The generated RDF Graph is as follows:

<http://foo.example/DB/People/ID=7> rdf:type <http://foo.example/DB/People>;
    <http://foo.example/DB/People/#ID> 7;
    <http://foo.example/DB/People/#fname> "Bob";
    <http://foo.example/DB/People/#addr> 18;
    <http://foo.example/DB/People/#ref-addr> <http://foo.example/DB/Addresses/ID=18>;
    <http://foo.example/DB/People/#deptName> "accounting";
    <http://foo.example/DB/People/#deptCity> "Cambridge";
    <http://foo.example/DB/People/#ref-deptName;deptCity> <http://foo.example/DB/Department/ID=23>;
    .

<http://foo.example/DB/Addresses/ID=18> rdf:type <http://foo.example/DB/Addresses>.
    <http://foo.example/DB/Addresses/#ID> 18;
    <http://foo.example/DB/Addresses/#city> "Cambridge";
    <http://foo.example/DB/Addresses/#addr> "MA"
    .

<http://foo.example/DB/Departments/ID=23> rdf:type <http://foo.example/DB/Addresses>.
    <http://foo.example/DB/Departments/#ID> 23;
    <http://foo.example/DB/Departments/#name> "accounting";
    <http://foo.example/DB/Departments/#city> "Cambridge";
    <http://foo.example/DB/Departments/#manager> 8;
    <http://foo.example/DB/Departments/#ref-manager> <http://foo.example/DB/People/ID=8>
    .

The major difference, compared to the simpler example with foreign keys is the usage of the unique keys. To generate the right object URI in the RDF graph (i.e., http://foo.example/DB/Department/ID=23) the RDF Direct Mapping processor has to find that unique key combination in the target table (Department) and, using that combination, has to establish the subject for that specific row (http://foo.example/DB/Departments/ID=23) which can then be used as an object URL. This can be done because the RDF Direct Mapping processor has access to several tables within the same Relation Database. If these tables are related through foreign and unique candidate keys, it is therefore straightforward to access all the tables in parallel and establish the relationships to generate the triples.

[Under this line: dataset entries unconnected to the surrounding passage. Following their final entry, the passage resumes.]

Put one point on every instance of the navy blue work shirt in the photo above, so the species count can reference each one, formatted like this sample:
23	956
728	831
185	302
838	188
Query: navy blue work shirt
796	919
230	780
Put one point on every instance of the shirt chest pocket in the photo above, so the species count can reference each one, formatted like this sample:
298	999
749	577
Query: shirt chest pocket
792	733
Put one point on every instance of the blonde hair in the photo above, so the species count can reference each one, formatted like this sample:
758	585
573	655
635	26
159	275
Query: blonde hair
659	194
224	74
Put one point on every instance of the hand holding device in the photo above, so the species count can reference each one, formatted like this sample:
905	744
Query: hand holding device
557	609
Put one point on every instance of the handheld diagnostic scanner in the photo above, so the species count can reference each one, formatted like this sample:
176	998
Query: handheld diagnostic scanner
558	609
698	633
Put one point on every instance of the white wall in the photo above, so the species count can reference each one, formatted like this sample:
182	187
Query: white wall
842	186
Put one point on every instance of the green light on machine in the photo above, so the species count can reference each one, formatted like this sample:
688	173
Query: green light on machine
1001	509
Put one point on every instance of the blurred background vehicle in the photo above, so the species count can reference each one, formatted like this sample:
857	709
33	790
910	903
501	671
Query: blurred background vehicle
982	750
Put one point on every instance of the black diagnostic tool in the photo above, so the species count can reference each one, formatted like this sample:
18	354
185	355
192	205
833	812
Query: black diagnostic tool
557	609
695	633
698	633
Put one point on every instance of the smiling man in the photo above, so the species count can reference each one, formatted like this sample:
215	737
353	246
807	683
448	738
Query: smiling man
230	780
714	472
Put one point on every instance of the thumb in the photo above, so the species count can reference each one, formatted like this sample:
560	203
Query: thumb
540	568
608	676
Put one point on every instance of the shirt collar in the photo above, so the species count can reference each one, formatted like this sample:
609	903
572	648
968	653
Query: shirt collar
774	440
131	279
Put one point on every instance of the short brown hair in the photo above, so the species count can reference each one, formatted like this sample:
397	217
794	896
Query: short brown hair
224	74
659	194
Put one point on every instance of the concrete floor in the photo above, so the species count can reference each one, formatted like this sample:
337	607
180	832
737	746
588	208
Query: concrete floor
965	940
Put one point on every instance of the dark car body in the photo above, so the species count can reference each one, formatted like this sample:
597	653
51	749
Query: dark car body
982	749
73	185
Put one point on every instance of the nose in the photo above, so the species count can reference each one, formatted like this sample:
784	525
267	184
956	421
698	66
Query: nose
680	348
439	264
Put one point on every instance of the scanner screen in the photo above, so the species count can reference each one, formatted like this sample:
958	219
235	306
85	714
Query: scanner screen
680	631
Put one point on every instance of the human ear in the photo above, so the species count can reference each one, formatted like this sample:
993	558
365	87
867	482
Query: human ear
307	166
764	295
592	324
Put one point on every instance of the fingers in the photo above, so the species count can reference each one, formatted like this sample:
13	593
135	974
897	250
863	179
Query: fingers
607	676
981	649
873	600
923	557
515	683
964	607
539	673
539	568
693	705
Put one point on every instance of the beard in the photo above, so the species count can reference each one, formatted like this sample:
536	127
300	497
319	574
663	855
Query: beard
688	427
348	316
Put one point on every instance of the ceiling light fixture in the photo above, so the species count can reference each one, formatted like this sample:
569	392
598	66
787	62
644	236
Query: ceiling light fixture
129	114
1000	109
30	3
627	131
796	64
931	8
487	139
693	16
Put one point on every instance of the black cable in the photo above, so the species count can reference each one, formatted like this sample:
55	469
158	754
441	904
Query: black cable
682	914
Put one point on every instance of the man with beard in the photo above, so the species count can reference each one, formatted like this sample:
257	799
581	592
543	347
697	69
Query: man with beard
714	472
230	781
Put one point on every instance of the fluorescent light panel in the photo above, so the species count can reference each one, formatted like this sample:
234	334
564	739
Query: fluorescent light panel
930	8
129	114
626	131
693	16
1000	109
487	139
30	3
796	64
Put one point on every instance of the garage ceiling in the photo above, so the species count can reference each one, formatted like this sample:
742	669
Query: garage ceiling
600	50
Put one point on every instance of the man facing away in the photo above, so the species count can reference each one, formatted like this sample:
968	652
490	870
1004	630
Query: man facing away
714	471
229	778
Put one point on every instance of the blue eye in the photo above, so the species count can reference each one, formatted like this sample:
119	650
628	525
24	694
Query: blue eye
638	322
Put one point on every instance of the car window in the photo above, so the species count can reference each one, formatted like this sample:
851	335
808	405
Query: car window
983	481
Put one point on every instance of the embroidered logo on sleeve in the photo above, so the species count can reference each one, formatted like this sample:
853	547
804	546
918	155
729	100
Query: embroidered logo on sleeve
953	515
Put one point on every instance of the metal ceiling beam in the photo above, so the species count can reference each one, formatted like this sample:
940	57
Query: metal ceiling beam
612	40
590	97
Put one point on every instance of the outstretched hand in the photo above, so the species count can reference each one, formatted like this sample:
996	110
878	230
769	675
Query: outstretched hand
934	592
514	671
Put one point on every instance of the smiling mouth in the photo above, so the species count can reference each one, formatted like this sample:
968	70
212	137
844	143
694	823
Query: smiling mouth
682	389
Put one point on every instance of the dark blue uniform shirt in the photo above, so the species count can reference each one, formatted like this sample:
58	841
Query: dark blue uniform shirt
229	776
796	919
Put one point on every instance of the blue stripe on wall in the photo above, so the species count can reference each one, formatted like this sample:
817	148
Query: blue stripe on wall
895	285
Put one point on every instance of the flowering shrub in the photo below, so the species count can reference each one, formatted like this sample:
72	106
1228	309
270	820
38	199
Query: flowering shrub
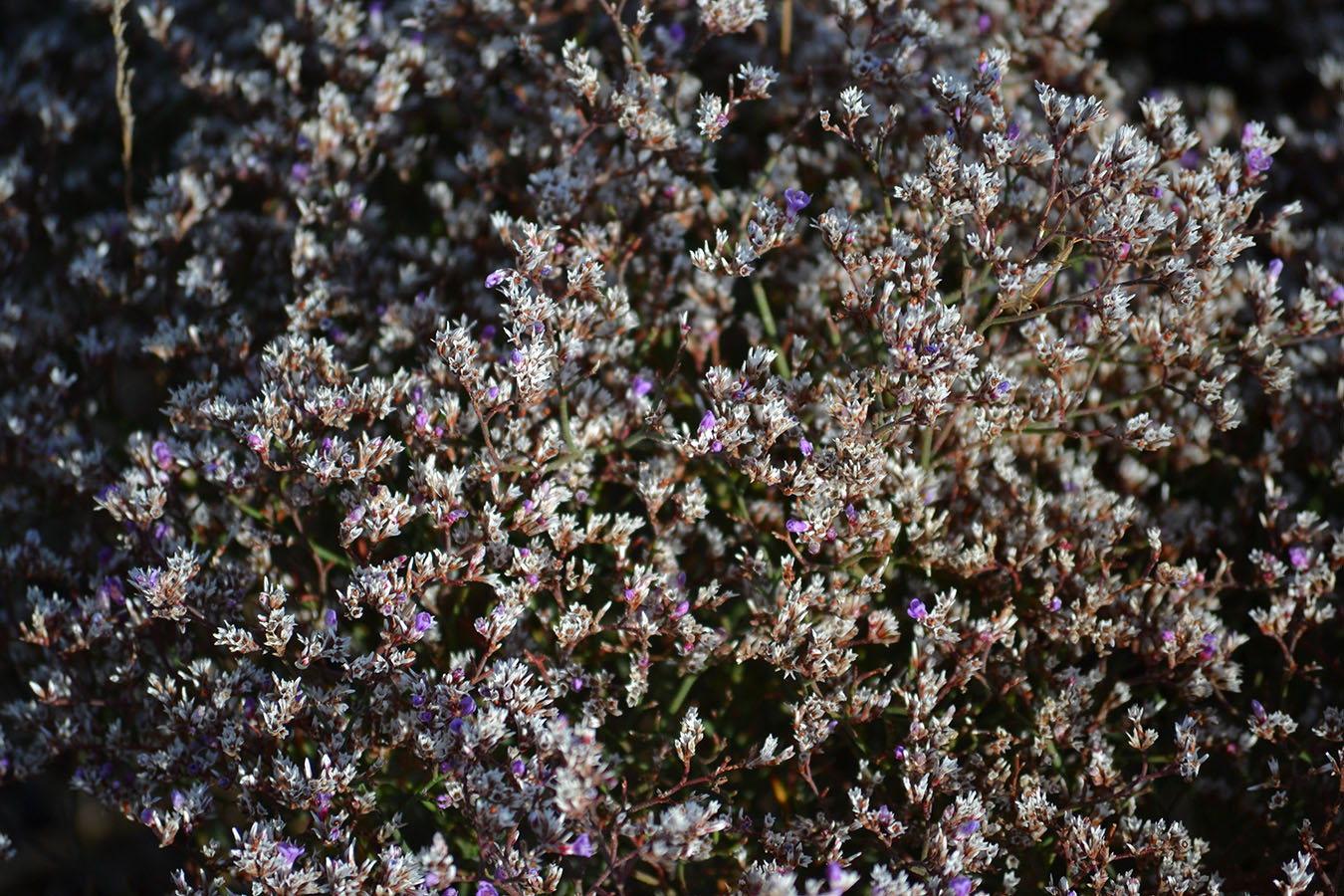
514	448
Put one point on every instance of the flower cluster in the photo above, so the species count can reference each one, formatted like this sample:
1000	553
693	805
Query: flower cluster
802	448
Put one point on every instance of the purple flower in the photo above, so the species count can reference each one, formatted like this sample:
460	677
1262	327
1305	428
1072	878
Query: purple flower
797	200
163	456
289	853
1298	558
1258	160
835	873
1210	644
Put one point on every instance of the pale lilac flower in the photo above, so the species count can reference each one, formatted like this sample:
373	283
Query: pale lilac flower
163	456
289	853
1210	641
795	200
1298	558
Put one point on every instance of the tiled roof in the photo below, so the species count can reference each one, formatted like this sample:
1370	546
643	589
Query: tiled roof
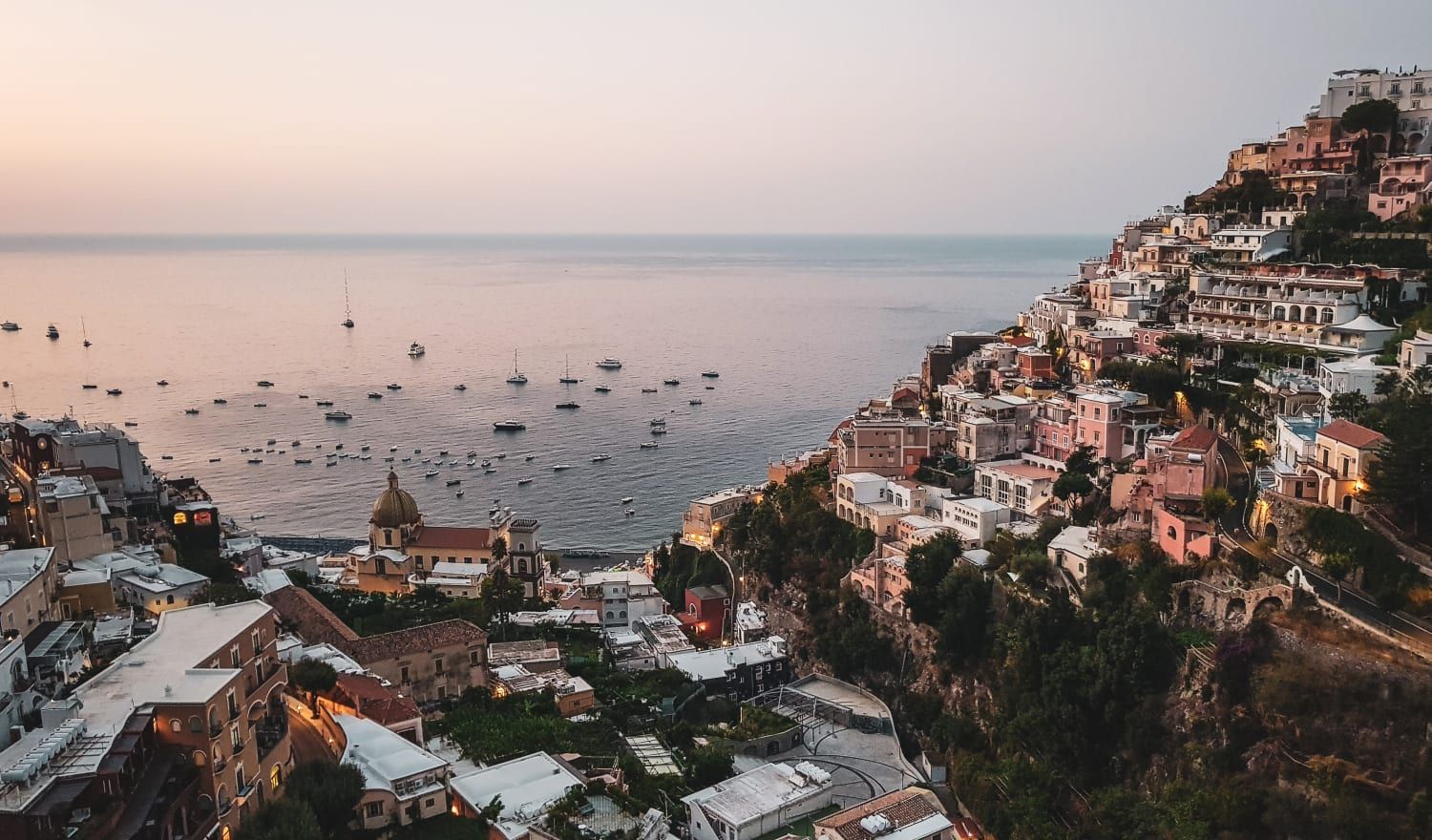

However, this combination cannot be handled in the CSVW Metadata. The situation for CSV files is indeed different: CSV tables are typically single and, potentially, very large files, meaning that a CSV processor cannot be expected to handle several CSV tables in parallel. That is the reason why the Metadata specification does not introduce features that would force to access several tables randomly; this also means that such an RDF mapping cannot be reproduced in CSV2RDF.